The International Monetary Fund (IMF) has revealed that Ghana’s performance under the $3billion support programme has been strong.

The IMF added that all quantitative performance criteria for the first review and almost all indicative targets and structural benchmarks were met.

This follows the IMF Executive Board conclusion of the 2023 Article IV Consultation with Ghana and First Review under the Extended Credit Facility Arrangement on January 19, 2024.

The IMF said in a statement that consistent with the authorities’ commitments under the fund-supported programme, Ghana is on track to lower the fiscal primary deficit on a commitment basis by about 4 percentage points of GDP in 2023.

“Spending has remained within program limits. To help mitigate the impact of the crisis on the most vulnerable population, the authorities [Ministry of Finance, Bank of Ghana] have significantly expanded social protection programmes. On the revenue side, Ghana has met its non-oil revenue mobilization target,” the statement pointed out.

Furthermore, the IMF said Ghanaian authorities were also making good progress on their debt restructuring strategy, noting, “Their domestic debt restructuring was completed over the summer. On January 12, 2024, the authorities reached an agreement with the Official Creditor Committee (OCC) under the G20’s Common Framework on a debt treatment that is in line with Fund program parameters. This agreement provided the financing assurances necessary for the Executive Board review to be completed”.

Again, the IMF highlighted that the ambitious structural fiscal reforms by government were bolstering domestic revenues, improving spending efficiency, strengthening public financial and debt management, preserving financial sector stability, enhancing governance and transparency, and helping create an environment more conducive to private sector investment.

“The authorities’ reform efforts are bearing fruit, and signs of economic stabilization are emerging. Growth in 2023 has proven resilient, inflation has declined, and the fiscal and external positions have improved,” it added.

On debt restructuring generating positive results, the Deputy Managing Director and Acting Chair Bo Li issued the following statement saying, “Ghana’s economic performance has been marked by significant volatility over the years. Most recently, severe external shocks compounded pre-existing fiscal and debt vulnerabilities, leading to acute economic and financial pressures in 2022. The authorities’ efforts to reorient macroeconomic policies, restructure debt, and initiate wide-ranging reforms are already generating positive results, with growth more resilient than initially envisaged, inflation declining, the fiscal and external positions improving, and international reserves increasing”.
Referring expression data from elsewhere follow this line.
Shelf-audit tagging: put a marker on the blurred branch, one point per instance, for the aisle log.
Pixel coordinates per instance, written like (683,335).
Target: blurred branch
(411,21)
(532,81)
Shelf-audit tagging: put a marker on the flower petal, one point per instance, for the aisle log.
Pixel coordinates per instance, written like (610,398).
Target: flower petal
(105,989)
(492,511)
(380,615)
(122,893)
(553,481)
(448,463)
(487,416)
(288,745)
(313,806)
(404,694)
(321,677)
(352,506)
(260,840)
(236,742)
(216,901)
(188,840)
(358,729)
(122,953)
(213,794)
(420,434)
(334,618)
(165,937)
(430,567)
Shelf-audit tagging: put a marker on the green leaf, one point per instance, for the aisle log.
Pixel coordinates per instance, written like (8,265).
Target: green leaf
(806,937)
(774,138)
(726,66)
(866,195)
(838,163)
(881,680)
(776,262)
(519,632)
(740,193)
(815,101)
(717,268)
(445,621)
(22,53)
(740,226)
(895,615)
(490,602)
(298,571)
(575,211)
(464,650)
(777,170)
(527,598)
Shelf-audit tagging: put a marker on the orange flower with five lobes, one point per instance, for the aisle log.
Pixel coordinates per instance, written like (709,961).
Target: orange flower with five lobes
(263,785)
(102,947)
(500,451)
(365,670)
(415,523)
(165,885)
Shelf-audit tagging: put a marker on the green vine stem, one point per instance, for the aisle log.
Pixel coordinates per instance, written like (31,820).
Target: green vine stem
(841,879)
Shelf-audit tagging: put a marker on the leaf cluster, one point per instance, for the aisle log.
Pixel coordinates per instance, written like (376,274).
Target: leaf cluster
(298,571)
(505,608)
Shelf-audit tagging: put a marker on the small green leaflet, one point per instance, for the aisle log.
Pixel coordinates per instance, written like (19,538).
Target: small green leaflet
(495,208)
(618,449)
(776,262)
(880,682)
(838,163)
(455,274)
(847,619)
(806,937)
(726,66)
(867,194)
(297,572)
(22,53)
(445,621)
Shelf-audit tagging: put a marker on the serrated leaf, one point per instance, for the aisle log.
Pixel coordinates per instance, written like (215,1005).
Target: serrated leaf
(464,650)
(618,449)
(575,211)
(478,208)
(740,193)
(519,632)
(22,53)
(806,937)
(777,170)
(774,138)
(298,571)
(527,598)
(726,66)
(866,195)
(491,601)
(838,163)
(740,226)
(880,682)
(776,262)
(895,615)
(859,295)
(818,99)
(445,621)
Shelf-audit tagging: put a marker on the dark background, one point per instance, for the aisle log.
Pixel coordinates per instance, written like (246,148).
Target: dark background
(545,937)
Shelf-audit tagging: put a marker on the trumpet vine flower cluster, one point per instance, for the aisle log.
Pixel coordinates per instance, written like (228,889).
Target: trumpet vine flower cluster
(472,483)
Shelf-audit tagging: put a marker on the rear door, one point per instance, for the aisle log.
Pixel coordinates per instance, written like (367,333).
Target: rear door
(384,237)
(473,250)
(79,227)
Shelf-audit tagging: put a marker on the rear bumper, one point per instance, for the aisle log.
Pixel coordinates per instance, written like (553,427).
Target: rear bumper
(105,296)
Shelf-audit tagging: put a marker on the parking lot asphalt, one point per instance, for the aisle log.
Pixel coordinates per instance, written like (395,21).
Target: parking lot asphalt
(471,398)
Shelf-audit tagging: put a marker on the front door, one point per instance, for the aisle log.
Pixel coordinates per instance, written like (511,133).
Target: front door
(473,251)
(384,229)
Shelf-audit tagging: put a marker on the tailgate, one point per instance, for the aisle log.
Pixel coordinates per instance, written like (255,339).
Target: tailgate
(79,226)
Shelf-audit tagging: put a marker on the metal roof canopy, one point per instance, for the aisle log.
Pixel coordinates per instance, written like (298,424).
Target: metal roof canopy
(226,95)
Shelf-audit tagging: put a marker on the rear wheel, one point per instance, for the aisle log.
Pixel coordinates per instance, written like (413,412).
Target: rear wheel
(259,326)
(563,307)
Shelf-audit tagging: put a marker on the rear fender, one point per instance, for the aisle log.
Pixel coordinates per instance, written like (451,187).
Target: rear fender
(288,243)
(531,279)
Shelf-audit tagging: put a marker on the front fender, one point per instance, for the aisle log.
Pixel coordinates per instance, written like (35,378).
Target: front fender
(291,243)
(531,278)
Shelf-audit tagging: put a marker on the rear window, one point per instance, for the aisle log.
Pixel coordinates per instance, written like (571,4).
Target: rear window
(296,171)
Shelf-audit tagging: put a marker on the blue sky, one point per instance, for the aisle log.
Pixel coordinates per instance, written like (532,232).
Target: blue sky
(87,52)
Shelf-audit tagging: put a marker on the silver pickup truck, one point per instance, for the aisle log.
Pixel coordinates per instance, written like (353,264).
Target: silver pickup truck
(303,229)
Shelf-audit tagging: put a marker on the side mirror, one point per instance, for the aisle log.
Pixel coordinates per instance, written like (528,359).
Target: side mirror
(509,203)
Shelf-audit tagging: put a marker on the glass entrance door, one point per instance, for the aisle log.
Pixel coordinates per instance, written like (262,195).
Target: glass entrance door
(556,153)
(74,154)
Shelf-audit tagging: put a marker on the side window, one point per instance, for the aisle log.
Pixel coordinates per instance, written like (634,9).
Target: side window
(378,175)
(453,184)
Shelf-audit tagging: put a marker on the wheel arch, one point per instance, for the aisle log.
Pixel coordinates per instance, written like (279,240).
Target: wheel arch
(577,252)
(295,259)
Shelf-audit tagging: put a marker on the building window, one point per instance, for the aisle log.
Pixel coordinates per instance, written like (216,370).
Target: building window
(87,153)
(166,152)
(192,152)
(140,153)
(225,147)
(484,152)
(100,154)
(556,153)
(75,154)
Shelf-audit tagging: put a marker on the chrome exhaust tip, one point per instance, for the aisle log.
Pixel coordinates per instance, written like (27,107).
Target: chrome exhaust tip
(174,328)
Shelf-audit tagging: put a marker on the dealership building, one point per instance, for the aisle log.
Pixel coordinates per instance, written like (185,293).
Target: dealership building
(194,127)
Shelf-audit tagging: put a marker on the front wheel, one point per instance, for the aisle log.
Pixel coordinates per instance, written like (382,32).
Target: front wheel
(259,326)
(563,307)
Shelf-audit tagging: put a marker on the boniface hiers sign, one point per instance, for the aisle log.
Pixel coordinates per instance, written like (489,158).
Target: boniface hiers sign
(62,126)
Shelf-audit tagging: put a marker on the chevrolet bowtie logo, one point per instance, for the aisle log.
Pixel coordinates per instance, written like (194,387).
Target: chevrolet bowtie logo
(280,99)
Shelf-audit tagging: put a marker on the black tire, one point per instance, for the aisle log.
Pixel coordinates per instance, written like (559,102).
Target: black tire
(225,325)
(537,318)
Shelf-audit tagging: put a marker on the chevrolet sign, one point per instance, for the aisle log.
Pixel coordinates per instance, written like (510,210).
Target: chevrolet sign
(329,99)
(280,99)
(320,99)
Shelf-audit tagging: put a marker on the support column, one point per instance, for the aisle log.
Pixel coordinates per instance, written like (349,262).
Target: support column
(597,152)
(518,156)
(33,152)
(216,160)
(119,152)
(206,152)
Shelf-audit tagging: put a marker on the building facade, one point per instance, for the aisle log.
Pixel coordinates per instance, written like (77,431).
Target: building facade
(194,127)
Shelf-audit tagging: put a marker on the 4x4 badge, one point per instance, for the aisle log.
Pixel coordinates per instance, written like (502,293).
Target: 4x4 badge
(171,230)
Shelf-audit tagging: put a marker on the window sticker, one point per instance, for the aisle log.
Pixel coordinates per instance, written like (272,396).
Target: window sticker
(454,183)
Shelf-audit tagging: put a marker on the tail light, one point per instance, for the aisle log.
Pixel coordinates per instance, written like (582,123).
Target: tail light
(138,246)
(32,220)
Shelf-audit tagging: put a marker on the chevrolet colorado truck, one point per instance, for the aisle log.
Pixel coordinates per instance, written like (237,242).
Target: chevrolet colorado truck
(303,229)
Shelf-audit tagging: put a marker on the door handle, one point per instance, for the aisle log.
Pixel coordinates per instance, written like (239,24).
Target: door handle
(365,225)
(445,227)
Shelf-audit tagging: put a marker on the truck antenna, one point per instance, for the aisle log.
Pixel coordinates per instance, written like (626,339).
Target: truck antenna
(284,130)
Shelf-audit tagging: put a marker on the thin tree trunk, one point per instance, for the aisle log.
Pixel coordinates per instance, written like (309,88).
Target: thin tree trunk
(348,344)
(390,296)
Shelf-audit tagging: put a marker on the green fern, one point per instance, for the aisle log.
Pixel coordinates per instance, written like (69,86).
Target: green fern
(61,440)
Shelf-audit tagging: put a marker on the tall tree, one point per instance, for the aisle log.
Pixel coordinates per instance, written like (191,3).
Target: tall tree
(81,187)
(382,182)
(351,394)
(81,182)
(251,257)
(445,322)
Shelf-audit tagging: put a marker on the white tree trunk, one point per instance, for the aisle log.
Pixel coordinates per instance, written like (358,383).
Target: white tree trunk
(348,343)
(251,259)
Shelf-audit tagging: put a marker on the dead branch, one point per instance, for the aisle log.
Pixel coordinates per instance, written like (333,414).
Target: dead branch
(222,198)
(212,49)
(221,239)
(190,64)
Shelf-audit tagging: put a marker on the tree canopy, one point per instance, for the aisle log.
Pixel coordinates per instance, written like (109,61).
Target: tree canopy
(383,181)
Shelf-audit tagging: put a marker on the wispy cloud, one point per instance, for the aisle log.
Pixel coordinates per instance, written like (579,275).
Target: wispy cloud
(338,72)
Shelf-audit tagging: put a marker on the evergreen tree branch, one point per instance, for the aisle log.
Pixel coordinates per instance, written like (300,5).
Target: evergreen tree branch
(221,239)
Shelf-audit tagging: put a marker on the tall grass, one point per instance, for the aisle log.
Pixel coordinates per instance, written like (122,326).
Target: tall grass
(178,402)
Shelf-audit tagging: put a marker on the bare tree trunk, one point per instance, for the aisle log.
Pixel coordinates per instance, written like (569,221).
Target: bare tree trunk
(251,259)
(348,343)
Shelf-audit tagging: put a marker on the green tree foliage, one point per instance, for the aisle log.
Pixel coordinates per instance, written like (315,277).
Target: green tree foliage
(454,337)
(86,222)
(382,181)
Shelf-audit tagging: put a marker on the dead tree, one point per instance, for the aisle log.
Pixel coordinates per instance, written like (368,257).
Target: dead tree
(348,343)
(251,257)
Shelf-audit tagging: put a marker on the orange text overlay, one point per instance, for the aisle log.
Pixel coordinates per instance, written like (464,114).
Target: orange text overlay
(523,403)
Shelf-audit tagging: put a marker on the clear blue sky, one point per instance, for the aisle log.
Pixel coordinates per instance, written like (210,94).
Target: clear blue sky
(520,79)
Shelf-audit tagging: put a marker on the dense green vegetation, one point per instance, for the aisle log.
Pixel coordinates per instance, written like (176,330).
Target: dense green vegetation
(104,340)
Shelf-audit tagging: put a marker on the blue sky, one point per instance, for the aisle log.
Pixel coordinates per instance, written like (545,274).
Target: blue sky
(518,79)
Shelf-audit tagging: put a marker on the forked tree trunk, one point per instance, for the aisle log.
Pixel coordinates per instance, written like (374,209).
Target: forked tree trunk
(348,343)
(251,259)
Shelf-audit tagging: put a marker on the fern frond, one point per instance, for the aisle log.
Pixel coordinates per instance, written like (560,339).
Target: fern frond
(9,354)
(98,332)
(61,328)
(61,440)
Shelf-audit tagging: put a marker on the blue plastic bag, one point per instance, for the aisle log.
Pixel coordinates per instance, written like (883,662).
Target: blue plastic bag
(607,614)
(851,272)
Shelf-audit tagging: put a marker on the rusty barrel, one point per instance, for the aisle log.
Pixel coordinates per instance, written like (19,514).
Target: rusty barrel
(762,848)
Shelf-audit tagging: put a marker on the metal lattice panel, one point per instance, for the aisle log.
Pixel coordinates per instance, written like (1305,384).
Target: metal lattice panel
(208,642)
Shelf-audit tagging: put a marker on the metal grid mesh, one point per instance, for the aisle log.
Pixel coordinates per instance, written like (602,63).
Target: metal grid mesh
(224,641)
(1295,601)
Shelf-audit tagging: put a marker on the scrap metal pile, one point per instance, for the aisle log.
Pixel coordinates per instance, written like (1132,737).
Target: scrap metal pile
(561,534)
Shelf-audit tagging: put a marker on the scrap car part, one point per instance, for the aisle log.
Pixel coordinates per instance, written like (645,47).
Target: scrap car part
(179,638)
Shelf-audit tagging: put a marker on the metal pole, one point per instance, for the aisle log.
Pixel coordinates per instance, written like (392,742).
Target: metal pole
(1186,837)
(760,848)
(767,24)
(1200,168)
“Fully and durably restoring macroeconomic stability and debt sustainability and fostering higher and more inclusive growth requires steadfast policy and reform implementation. The government’s plans to further reduce deficits by mobilizing additional domestic revenue streamlining expenditure and finalising its comprehensive debt restructuring are critical to underpin debt sustainability and ease financing constraints. Continued efforts to protect the vulnerable and to create space for higher social and development spending are also key. Reforms to improve tax administration, strengthen expenditure control and management of arrears, enhance fiscal rules and institutions, and improve SOEs management are needed to ensure lasting adjustment”.